|
|
|
|
|
by sph
1504 days ago
|
|
That's just a fallacy because we're life and surrounded by life and want to believe it's everywhere. But the little we've explored of space, it's just dead rocks. There is literally nothing that has suggested a hint of life outside our atmosphere. I'm not completely discounting alien life, I'm saying all we have now is hope, wishful thinking and not a shred of proof. |
|
First, the further out we look, the less recent our data. Every event we observe that's more than 200 light-years away happened before slavery was abolished in the U.S., and well before Earth's first radio emission.
I'm not saying we shouldn't base conclusions on evidence, but I will say that our ability to gather _current_ data about our surroundings is limited to an infinitesimal fraction of the universe. Worse, it degrades with distance. Bacteria were there, but we couldn't see them for a long time. (They were theorized, though, their existence reasoned out and later proved with evidence)
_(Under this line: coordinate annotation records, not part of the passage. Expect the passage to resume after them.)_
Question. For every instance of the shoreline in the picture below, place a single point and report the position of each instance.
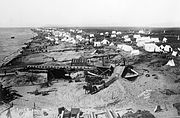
(154, 75)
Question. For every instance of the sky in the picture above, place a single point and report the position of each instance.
(134, 13)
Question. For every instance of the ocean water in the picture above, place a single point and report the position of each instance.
(8, 46)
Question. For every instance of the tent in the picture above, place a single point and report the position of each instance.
(105, 42)
(171, 63)
(101, 34)
(97, 44)
(111, 44)
(161, 47)
(118, 33)
(174, 53)
(125, 47)
(167, 48)
(164, 39)
(136, 36)
(151, 47)
(155, 40)
(140, 44)
(106, 33)
(113, 35)
(135, 52)
(113, 32)
(91, 35)
(143, 39)
(127, 40)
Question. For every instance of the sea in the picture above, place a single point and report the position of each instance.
(10, 46)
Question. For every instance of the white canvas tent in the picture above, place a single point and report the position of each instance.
(151, 47)
(91, 35)
(124, 47)
(111, 44)
(167, 48)
(171, 63)
(105, 42)
(136, 36)
(174, 53)
(113, 32)
(97, 44)
(135, 52)
(164, 39)
(127, 40)
(140, 44)
(101, 34)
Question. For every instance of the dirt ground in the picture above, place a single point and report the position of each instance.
(145, 93)
(122, 94)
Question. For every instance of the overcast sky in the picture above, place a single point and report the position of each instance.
(18, 13)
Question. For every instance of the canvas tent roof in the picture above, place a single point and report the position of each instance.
(105, 42)
(125, 47)
(167, 48)
(135, 52)
(97, 44)
(151, 47)
(170, 63)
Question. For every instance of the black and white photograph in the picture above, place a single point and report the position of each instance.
(89, 58)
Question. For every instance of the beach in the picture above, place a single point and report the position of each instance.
(157, 83)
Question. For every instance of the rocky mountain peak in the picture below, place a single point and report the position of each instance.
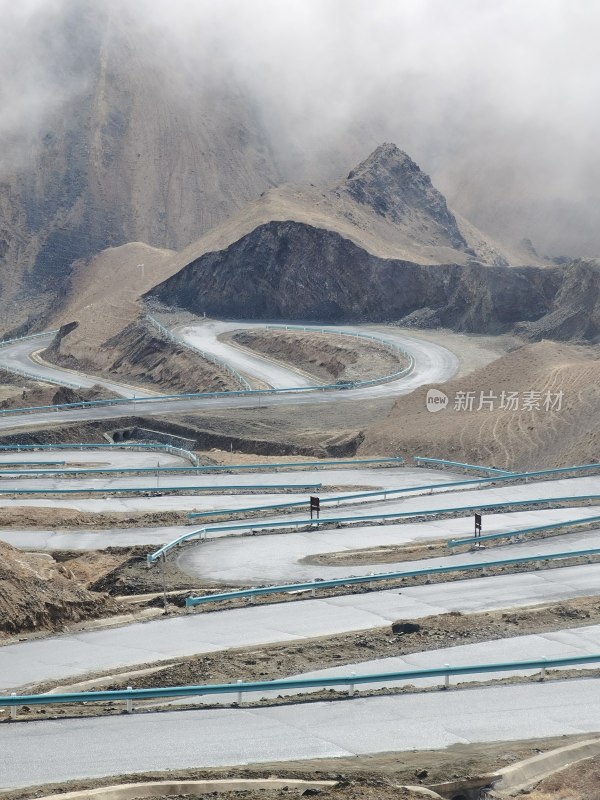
(391, 183)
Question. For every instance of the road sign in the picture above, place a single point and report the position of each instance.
(315, 506)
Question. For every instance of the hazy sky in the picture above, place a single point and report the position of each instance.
(496, 99)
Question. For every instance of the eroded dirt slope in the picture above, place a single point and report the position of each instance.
(521, 437)
(36, 594)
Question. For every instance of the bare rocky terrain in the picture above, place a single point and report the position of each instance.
(505, 437)
(36, 593)
(330, 358)
(140, 355)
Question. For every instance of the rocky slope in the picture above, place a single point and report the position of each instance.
(139, 355)
(36, 593)
(123, 158)
(292, 270)
(387, 208)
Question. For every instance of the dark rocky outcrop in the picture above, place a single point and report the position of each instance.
(296, 271)
(394, 186)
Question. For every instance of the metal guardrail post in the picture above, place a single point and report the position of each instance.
(351, 685)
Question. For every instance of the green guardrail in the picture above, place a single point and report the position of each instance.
(13, 701)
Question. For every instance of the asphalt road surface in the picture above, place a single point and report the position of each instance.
(61, 750)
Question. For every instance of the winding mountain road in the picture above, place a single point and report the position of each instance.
(39, 752)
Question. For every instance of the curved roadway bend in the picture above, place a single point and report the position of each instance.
(39, 752)
(205, 336)
(19, 357)
(433, 364)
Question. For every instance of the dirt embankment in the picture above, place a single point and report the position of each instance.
(37, 593)
(561, 424)
(27, 393)
(328, 357)
(139, 355)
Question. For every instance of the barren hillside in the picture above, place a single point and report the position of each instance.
(568, 432)
(36, 594)
(124, 158)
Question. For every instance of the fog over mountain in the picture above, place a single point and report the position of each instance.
(154, 121)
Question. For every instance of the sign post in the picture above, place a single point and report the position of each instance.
(315, 506)
(478, 528)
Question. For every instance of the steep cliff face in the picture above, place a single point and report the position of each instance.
(130, 155)
(390, 183)
(575, 311)
(295, 271)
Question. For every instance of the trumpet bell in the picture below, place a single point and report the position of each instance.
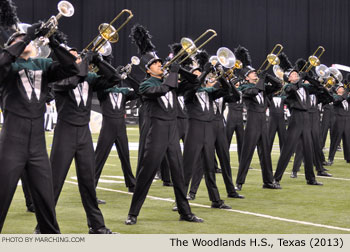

Second, unlike bacteria intelligent life is...well, you know. Suppose we're the last ones to the interstellar party, or at least not the first. We come in, blasting radio waves like a toddler, BEEP BEEP BEEP BEEP. No signal hygiene whatsoever. Our neighbors on the other hand likely learned a long time ago to hide their presence from all but those they trust, and certainly from those on a lower technological playing field.
If the intelligence we're trying to prove can consciously avoid us finding out about them, then taking absence of evidence as evidence of anything becomes suspect.
Of all the intelligences that could exist - not just those we could detect, mind you - what percentage of those do you think are more advanced than us?